Read more: How to tell if your health problems are normal—or a sign of something else

“You’re grieving your plans and the reality you thought you were going to have and what you thought life was going to be like,” she says. “When you come to acceptance, then the question becomes, ‘Am I going to sit and mourn the existence of the life I wish I had, or am I going to turn away?'”

Dragi decided to turn around. She runs multiple Facebook groups for people who are “still suffering from COVID” — that is, still taking precautions against contracting the virus. She also organized regular outdoor gatherings for homeschoolers in her area and created a community ready to build new holiday traditions during the pandemic. Valentine’s Day cards and Halloween treats to families in her circle “still suffering from covid.” On Thanksgiving, they exchange homemade dishes and eat them together via Zoom. They leave gifts on porches for birthdays and honk their horns as they pass by to greet them.

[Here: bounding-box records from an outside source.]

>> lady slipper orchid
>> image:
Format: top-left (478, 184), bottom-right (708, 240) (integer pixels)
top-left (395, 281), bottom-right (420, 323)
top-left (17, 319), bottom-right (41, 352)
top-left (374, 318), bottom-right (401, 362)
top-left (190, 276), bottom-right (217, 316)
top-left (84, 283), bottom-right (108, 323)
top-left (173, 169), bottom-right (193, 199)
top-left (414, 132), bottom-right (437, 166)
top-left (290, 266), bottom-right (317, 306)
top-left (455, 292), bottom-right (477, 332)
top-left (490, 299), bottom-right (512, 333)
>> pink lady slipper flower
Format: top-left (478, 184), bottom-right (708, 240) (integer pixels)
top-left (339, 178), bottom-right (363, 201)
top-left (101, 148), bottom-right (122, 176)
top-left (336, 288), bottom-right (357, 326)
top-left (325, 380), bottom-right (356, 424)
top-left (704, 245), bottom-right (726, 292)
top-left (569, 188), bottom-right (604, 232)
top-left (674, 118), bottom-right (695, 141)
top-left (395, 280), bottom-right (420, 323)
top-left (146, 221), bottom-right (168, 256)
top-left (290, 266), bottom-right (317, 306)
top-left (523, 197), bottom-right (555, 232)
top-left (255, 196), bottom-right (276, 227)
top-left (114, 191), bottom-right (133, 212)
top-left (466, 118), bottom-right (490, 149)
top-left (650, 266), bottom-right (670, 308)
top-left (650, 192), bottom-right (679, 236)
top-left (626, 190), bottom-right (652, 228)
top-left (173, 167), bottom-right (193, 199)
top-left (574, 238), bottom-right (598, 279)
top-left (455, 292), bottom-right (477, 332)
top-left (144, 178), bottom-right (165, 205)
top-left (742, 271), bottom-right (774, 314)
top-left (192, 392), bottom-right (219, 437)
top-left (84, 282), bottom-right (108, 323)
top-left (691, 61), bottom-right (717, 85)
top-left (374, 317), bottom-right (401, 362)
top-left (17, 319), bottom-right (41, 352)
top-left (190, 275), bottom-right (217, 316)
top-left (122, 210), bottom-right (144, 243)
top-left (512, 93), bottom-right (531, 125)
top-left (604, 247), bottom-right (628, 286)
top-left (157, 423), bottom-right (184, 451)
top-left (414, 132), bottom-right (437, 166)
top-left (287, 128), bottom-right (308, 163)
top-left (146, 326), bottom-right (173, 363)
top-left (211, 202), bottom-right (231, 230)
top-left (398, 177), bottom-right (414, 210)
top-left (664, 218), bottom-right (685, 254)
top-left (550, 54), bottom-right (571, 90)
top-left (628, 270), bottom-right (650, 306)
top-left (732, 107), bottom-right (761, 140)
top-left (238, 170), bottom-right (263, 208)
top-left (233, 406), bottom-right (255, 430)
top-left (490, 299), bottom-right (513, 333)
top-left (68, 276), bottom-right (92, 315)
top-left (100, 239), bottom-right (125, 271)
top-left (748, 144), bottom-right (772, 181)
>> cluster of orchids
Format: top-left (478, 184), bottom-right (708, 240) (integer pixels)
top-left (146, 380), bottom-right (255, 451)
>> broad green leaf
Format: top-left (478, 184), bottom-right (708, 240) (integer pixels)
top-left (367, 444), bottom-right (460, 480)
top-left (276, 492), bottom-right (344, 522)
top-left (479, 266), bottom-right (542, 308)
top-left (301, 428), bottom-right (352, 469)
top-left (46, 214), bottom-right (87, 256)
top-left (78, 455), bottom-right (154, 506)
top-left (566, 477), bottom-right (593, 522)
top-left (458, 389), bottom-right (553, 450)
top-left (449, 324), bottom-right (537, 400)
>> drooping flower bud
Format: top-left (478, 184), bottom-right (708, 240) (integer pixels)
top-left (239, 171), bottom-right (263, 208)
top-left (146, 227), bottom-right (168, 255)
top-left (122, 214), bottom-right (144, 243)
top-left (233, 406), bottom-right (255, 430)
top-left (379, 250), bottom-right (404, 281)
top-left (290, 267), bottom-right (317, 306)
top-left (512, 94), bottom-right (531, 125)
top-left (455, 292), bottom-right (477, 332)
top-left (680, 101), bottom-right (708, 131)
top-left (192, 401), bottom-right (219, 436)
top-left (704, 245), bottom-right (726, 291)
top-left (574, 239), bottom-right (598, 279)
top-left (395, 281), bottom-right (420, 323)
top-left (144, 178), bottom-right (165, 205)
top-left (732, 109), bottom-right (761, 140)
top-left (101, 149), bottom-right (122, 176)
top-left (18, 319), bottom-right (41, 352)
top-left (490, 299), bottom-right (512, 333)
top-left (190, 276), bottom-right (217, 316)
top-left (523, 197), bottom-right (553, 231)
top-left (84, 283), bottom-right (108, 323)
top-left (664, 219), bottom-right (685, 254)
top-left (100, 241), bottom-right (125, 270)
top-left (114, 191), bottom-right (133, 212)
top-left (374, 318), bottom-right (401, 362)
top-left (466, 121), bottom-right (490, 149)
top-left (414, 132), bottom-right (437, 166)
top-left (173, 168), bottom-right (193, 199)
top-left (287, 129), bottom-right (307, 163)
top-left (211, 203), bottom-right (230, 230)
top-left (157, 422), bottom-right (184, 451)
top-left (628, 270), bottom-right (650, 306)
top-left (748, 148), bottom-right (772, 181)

Darling’s Thanksgiving will be small this year – just her household, her oldest son and her son’s girlfriend, cooking and eating together at home. (Darling’s son and his girlfriend don’t live with her, so she will avoid all unnecessary public activities, wear respirators and get tested multiple times in the 10 days before her arrival.) But outside the walls of her home, Darling has built bonds that help her get through the dark times.

“It’s about being part of a community,” she says. “We built a reliable family.”